Five Key Iraqi Ingredients
Dates
“I like ancient history and there are artefacts depicting dates and date palms that show they’ve been native to Iraq for a very long time. They’re mainly used in sweet items like kleicha, but are also a staple with tea.”
Sumac
“The lemony flavour of sumac is used a lot in street food. Adding sumac to kebab sandwiches to cut through the fat is a very Iraqi thing. At home, Mum would make a liquid from sumac berries to give dolma and stews that nice tart, sharpness.”
Sesame seeds
“Widely used on breads and on the Iraqi pitta, samoon, in snack bars. They’re famous for being made into tahini.

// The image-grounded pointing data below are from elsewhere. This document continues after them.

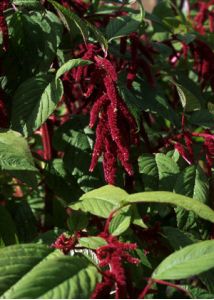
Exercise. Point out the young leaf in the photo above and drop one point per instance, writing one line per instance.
(65, 277)
(191, 182)
(101, 201)
(72, 63)
(122, 26)
(70, 19)
(14, 152)
(120, 222)
(159, 171)
(202, 210)
(34, 101)
(189, 261)
(188, 100)
(8, 232)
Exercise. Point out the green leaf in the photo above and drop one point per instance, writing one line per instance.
(122, 26)
(34, 52)
(60, 181)
(187, 203)
(97, 34)
(120, 223)
(191, 182)
(8, 232)
(25, 268)
(92, 242)
(27, 3)
(188, 100)
(34, 101)
(70, 19)
(189, 261)
(72, 63)
(131, 101)
(202, 118)
(77, 221)
(159, 171)
(14, 152)
(101, 201)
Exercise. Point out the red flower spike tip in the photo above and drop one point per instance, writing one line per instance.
(64, 243)
(113, 255)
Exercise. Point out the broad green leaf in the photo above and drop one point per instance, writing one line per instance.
(159, 171)
(102, 201)
(191, 182)
(187, 203)
(70, 19)
(18, 260)
(72, 63)
(97, 34)
(8, 232)
(34, 101)
(35, 37)
(15, 154)
(188, 100)
(27, 3)
(131, 101)
(199, 293)
(48, 237)
(122, 26)
(120, 222)
(24, 220)
(77, 221)
(92, 242)
(60, 181)
(189, 261)
(176, 238)
(25, 268)
(202, 118)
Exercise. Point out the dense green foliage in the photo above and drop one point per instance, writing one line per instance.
(106, 149)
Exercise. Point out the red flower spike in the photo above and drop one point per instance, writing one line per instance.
(3, 25)
(116, 134)
(96, 109)
(104, 288)
(101, 131)
(107, 66)
(113, 255)
(109, 160)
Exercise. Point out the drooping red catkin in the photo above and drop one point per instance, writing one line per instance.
(113, 256)
(110, 160)
(101, 131)
(104, 288)
(97, 90)
(4, 122)
(3, 25)
(106, 65)
(64, 243)
(96, 109)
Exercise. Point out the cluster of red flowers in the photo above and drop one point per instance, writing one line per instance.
(205, 12)
(116, 129)
(4, 33)
(113, 255)
(3, 25)
(65, 243)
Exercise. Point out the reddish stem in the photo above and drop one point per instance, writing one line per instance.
(146, 289)
(46, 140)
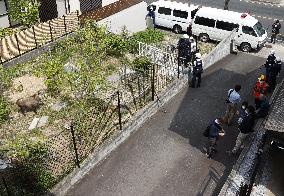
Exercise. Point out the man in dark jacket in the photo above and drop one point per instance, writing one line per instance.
(215, 131)
(245, 128)
(197, 70)
(184, 50)
(275, 30)
(263, 110)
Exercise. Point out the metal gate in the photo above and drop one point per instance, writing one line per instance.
(48, 10)
(87, 5)
(165, 60)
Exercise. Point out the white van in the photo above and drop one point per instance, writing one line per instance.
(173, 15)
(216, 24)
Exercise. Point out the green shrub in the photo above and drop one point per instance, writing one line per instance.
(149, 36)
(4, 109)
(142, 64)
(31, 154)
(115, 45)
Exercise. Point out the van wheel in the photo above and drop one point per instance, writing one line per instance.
(245, 47)
(177, 29)
(203, 37)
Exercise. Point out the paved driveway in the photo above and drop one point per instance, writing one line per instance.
(165, 156)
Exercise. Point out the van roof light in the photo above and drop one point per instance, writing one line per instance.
(244, 15)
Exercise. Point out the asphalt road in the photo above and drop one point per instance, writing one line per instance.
(266, 13)
(166, 155)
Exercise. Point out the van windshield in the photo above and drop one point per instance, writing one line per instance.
(259, 29)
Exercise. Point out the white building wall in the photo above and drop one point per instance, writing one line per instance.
(74, 5)
(133, 22)
(107, 2)
(61, 9)
(4, 21)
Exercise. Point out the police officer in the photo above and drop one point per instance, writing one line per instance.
(197, 70)
(273, 72)
(270, 61)
(192, 48)
(278, 64)
(275, 30)
(184, 50)
(151, 14)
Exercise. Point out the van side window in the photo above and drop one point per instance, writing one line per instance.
(153, 6)
(248, 30)
(163, 10)
(205, 21)
(180, 14)
(226, 25)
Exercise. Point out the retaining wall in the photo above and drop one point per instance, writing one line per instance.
(220, 51)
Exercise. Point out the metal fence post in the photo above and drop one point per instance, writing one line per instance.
(1, 50)
(64, 21)
(50, 30)
(153, 82)
(178, 66)
(18, 46)
(34, 36)
(6, 186)
(74, 145)
(119, 112)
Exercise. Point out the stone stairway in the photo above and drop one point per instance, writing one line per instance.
(36, 36)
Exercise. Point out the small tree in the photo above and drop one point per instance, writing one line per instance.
(26, 12)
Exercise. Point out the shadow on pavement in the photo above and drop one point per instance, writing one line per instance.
(202, 105)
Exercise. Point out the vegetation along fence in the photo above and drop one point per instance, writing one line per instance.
(98, 121)
(26, 40)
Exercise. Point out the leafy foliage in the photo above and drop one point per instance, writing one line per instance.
(24, 11)
(142, 63)
(4, 109)
(30, 154)
(149, 36)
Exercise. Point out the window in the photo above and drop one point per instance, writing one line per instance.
(180, 14)
(163, 10)
(259, 29)
(226, 25)
(205, 21)
(248, 30)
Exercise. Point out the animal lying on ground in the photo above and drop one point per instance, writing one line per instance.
(28, 104)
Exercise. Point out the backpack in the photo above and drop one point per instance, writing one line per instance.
(206, 131)
(198, 67)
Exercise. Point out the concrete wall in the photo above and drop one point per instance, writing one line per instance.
(133, 18)
(74, 5)
(107, 2)
(4, 21)
(220, 51)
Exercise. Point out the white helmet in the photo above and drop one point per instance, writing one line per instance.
(185, 36)
(198, 55)
(278, 59)
(272, 51)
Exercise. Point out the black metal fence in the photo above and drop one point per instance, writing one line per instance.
(85, 133)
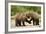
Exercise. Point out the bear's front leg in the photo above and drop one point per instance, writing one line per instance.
(23, 23)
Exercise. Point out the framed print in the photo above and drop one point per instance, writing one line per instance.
(24, 16)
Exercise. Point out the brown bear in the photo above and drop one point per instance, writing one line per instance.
(20, 18)
(34, 16)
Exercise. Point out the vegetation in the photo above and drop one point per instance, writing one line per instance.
(15, 9)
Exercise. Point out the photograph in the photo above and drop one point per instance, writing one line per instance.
(25, 16)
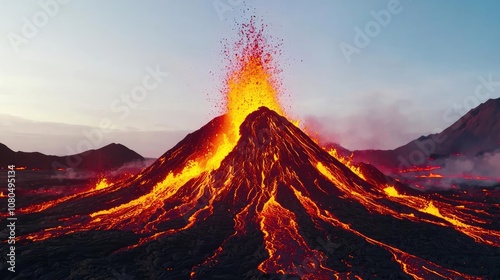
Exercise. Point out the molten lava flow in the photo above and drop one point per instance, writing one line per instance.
(431, 175)
(281, 194)
(102, 184)
(347, 162)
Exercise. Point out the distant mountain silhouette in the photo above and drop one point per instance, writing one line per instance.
(106, 158)
(474, 134)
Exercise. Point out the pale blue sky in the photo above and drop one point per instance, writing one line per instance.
(65, 78)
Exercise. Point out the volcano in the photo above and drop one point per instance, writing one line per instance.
(474, 134)
(251, 196)
(276, 206)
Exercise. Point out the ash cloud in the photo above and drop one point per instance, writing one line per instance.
(377, 124)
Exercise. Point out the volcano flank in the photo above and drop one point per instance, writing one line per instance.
(276, 205)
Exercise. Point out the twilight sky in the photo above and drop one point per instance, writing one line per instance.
(65, 68)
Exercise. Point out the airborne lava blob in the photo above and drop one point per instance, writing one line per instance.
(253, 177)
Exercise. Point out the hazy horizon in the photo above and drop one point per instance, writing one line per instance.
(65, 77)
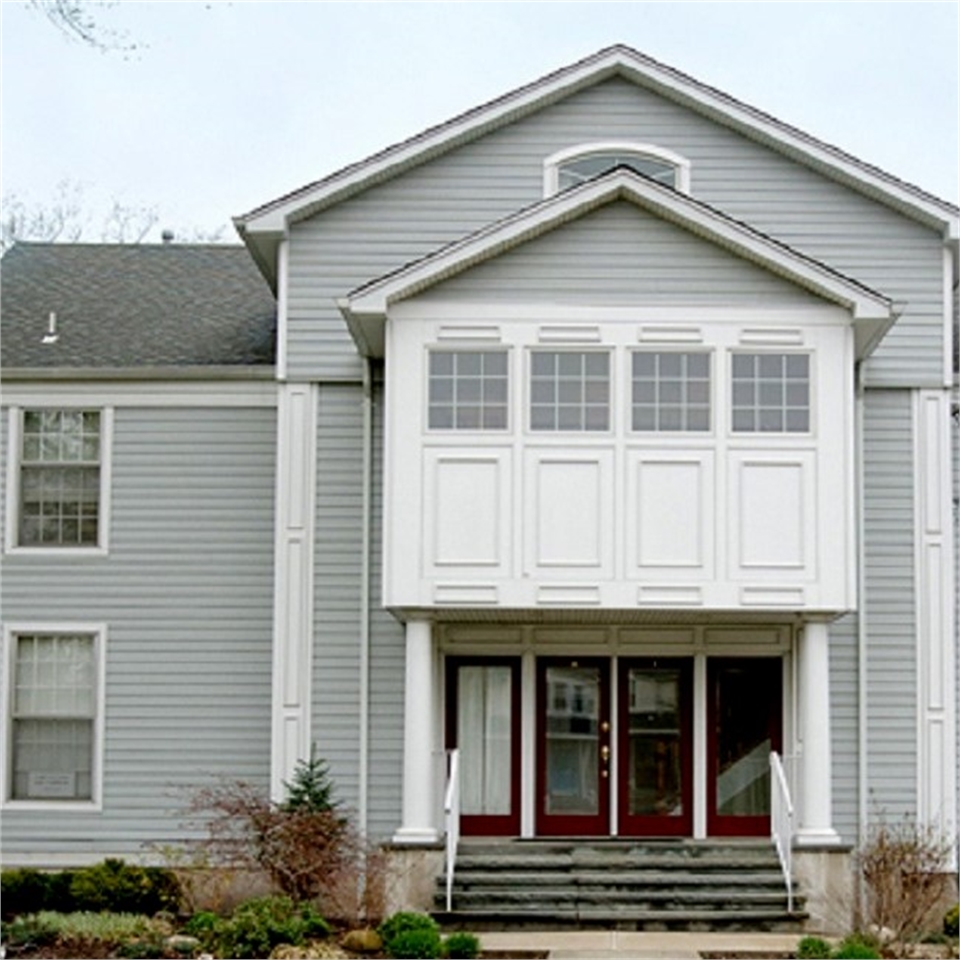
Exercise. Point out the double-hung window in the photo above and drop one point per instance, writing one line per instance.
(468, 390)
(771, 392)
(60, 473)
(53, 696)
(670, 391)
(569, 390)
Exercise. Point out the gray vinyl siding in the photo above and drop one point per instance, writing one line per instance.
(620, 255)
(337, 615)
(844, 727)
(890, 603)
(186, 594)
(472, 185)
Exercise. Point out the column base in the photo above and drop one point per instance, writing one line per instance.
(817, 838)
(416, 837)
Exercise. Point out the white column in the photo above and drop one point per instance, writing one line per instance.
(815, 788)
(700, 752)
(418, 763)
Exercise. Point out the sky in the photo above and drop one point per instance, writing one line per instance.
(222, 106)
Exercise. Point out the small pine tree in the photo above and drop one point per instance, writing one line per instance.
(311, 790)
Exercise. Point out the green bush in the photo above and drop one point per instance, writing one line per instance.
(461, 946)
(814, 948)
(30, 891)
(416, 945)
(857, 947)
(122, 888)
(405, 922)
(257, 926)
(205, 926)
(28, 931)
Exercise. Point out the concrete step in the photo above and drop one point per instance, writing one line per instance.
(621, 884)
(757, 920)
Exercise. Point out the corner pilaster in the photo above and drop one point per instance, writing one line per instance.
(293, 580)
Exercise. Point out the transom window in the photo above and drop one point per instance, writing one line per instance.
(60, 478)
(569, 390)
(671, 391)
(468, 390)
(575, 165)
(586, 168)
(53, 717)
(771, 392)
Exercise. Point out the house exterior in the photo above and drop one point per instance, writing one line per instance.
(608, 435)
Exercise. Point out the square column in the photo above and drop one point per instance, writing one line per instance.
(418, 826)
(815, 789)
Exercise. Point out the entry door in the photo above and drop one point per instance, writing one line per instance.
(483, 722)
(744, 719)
(573, 747)
(655, 747)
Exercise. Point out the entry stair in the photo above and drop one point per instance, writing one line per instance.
(619, 884)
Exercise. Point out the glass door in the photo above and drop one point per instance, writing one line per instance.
(744, 718)
(483, 714)
(655, 747)
(573, 736)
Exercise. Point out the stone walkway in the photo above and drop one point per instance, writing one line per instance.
(620, 945)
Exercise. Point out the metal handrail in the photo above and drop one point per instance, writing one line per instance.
(451, 812)
(781, 822)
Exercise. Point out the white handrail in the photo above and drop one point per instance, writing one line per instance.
(451, 812)
(781, 822)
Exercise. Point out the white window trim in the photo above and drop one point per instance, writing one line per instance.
(552, 164)
(14, 449)
(613, 404)
(99, 633)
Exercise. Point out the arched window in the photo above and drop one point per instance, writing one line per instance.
(574, 165)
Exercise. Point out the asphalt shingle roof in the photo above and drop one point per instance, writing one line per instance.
(121, 306)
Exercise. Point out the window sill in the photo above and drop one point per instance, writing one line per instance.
(58, 552)
(52, 806)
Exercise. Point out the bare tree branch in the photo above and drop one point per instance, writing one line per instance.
(81, 21)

Assyrians do a long Lent before Easter and vegan fast before Christmas – we eat a lot of tahini.”
Yogurt
“Erbil has the best (mainly sheep’s milk) yogurt in Iraq. We eat it for breakfast with bread, add its tanginess to savoury dishes and Assyrians eat a yogurt soup with bulgur dumplings, too.”
Oranges
“Growing up, every household had citrus trees: lemons, limes, small, sweet oranges and, in April and May, I could always smell orange blossom. I remember eating oranges at night as a snack, making orange juice and Mum making lots of orange cakes.”